Are there any defences a director can rely on?
Where allegations are that the director breached his trust or acted negligently, the director probably can be relieved of liability where he acted honestly, reasonably and ought generally to be excused of liability. Reliance on an accountant that the company’s statutory obligations were complied with may amount to a defence. Other matters that the Court will have regard to are whether the director has sought professional advice promptly.
And if one doesn’t have a defence, just roll over?
No. Even where the case is obviously hopeless, all is not lost and there is plenty that can be done to limit the consequences for the director.
How so?
There is something call a Carecraft procedure (Re: Carecraft Construction Co). This enables the director’s lawyers to approach the DTI to negotiate and agree a written statement of facts and the appropriate penalty.
Will the court take mitigating factors into account when making its order?
Of course. The court takes into account any relevant mitigating factors when assessing the appropriate penalty. So for example, the Court will also have regard to the fact that an incompetent director acted honestly and without personal gain. Delays in the disqualification proceedings coming to court are also substantially mitigation.
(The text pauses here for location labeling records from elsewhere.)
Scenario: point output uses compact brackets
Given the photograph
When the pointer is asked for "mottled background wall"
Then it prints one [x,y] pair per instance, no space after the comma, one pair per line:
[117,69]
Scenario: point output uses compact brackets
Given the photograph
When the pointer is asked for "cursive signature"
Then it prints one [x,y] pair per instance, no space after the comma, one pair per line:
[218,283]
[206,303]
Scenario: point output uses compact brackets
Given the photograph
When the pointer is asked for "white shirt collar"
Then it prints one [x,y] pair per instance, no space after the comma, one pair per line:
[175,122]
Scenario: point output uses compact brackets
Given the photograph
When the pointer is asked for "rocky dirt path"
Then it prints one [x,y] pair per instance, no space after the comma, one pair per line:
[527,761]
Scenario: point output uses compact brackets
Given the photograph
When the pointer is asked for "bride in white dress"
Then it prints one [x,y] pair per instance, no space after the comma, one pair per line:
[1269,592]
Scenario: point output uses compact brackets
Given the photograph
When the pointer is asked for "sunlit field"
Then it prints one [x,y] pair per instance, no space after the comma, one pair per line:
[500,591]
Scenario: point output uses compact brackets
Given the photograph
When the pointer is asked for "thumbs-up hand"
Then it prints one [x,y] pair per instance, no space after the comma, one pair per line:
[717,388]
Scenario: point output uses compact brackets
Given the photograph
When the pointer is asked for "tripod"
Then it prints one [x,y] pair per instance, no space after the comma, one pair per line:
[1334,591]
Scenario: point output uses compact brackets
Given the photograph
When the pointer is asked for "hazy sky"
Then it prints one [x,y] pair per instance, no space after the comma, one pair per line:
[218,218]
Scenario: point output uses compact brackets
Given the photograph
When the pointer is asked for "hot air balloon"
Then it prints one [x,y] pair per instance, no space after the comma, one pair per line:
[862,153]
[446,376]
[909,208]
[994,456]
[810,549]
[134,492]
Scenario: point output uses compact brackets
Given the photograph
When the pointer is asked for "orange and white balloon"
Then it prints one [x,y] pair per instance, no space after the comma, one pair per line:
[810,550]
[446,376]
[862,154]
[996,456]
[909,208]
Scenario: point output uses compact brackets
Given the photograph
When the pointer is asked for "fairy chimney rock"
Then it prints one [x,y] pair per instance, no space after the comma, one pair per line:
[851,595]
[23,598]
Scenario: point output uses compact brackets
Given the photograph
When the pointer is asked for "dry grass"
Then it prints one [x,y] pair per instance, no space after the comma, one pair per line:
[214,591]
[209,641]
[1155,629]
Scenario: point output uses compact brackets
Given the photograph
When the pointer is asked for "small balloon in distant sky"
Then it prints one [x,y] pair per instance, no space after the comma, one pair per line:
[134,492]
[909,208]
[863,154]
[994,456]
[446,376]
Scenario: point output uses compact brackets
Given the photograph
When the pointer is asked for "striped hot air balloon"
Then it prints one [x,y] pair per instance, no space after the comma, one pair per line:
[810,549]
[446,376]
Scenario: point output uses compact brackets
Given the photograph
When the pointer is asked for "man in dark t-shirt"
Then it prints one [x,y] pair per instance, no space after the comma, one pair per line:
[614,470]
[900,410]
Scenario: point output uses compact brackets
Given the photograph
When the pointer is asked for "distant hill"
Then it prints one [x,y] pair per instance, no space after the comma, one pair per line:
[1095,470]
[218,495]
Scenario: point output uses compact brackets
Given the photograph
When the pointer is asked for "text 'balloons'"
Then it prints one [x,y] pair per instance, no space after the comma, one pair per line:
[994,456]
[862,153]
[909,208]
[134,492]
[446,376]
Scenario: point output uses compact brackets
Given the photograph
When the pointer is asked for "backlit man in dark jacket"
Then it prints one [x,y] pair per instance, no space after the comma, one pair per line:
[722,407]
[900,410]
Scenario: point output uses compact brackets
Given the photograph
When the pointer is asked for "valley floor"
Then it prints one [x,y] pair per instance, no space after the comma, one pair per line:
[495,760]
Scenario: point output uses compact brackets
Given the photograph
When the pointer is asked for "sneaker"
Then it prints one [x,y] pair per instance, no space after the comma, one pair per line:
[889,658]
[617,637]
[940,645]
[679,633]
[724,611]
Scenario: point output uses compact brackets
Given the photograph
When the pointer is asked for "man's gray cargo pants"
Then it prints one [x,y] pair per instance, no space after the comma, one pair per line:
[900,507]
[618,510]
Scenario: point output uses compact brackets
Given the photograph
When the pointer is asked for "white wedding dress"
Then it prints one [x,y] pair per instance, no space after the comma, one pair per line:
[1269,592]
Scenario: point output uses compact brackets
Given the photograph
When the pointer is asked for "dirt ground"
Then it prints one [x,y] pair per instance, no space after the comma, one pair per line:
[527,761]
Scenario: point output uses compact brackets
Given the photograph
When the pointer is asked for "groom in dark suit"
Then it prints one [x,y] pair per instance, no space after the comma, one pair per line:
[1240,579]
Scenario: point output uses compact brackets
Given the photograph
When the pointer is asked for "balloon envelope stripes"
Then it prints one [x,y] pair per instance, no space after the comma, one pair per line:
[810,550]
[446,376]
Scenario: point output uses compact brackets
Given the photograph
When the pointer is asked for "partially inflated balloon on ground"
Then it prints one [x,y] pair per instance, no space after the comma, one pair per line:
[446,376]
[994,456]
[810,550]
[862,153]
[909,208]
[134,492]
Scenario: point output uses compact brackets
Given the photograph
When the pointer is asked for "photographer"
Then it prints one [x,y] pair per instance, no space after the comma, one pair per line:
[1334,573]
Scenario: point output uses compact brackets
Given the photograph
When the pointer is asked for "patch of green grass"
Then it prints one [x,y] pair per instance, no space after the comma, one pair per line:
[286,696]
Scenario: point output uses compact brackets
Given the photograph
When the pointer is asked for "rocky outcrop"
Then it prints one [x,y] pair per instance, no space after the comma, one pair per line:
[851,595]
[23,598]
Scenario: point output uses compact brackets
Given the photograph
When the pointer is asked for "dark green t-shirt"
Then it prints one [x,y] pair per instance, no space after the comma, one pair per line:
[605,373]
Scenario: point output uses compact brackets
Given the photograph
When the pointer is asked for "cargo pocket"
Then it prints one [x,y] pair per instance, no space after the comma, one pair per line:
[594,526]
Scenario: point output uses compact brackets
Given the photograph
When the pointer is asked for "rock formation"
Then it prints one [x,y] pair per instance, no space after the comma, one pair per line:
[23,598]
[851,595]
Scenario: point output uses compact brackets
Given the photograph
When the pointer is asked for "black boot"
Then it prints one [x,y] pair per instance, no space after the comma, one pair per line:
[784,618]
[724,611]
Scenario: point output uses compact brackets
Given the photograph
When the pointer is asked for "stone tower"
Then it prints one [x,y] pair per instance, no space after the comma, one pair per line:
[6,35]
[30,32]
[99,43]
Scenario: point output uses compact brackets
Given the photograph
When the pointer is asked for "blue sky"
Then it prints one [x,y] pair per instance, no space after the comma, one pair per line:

And then the director just waits out his time?
Not necessarily. It is also possible for a director to be given leave by the court to remain as a director of a company which is trading successfully where he can assure the court that safeguards are in place.
So the moral of the story is to get yourself a good lawyer?
The moral of the story is to take the responsibility of directorship seriously. But you should always be aware that if something does go wrong there is much that can be done to assist a director in difficulty.